Hello,
We're using neo4j 4.4.23 and have the following simplified model (I can't share the real model but the structure is the same):
node labels: Person { name }
, Location
, Food
relationship types: VISITED
, ATE
indexes: CREATE BTREE INDEX idx_person_name FOR (p:Person) ON (p.name)
We use the following two queries of similar structure to audit our data:
Q1 (distinct locations visited by different persons with the same name):
MATCH (p:Person)-[:VISITED]->(l:Location)<-[:VISITED]-(p2:Person)
WHERE p.name=p2.name and ID(p) <> ID(p2)
RETURN COUNT(distinct l)
Q2 (distinct foods eaten by different persons with the same name):
MATCH (p:Person)-[:ATE]->(f:Food)<-[:ATE]-(p2:Person)
WHERE p.name=p2.name and ID(p) <> ID(p2)
RETURN COUNT(distinct f)
Q1 takes some time to complete (15-20 minutes) but Q2 crushes the database. Oddly, they have different query plans despite having the same structure and referencing the same indexed property.
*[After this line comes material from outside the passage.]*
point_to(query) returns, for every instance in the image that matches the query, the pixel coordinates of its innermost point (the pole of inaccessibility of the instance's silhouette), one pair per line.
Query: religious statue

Q1 scans persons once and then follows relationships from p1
to p2
whereas Q2 double scans all persons, follows relationships on both sides until f
and finally does a join:
Note: I had to edit the label names and relationship types since I can't share the real data model.
Some data statistics :
- about 15M
Person
nodes - about 70M
Location
nodes - about 20M
Food
nodes - about 30M
VISITED
relationships - about 50M
ATE
relationships
Since the orders of magnitude are the same (tens of millions), I would have expected the execution plans to be the same, but maybe the differences between the numbers are enough to trigger different execution plans.
But it also looks to me that Q2's execution plan is sub-optimal (scanning parties two times and then doing a join instead of following relationships), is it really? I have little knowledge of neo4j's query execution mechanics.
We tried to recompute database statistics and to manually replan cached execution plans but it did not help. We also tried the dp
query planner. Any ideas of something we would be missing or anything we should try? How can we hint the query planner to choose a plan for Q2 similar to Q1's?
Thank you for your help.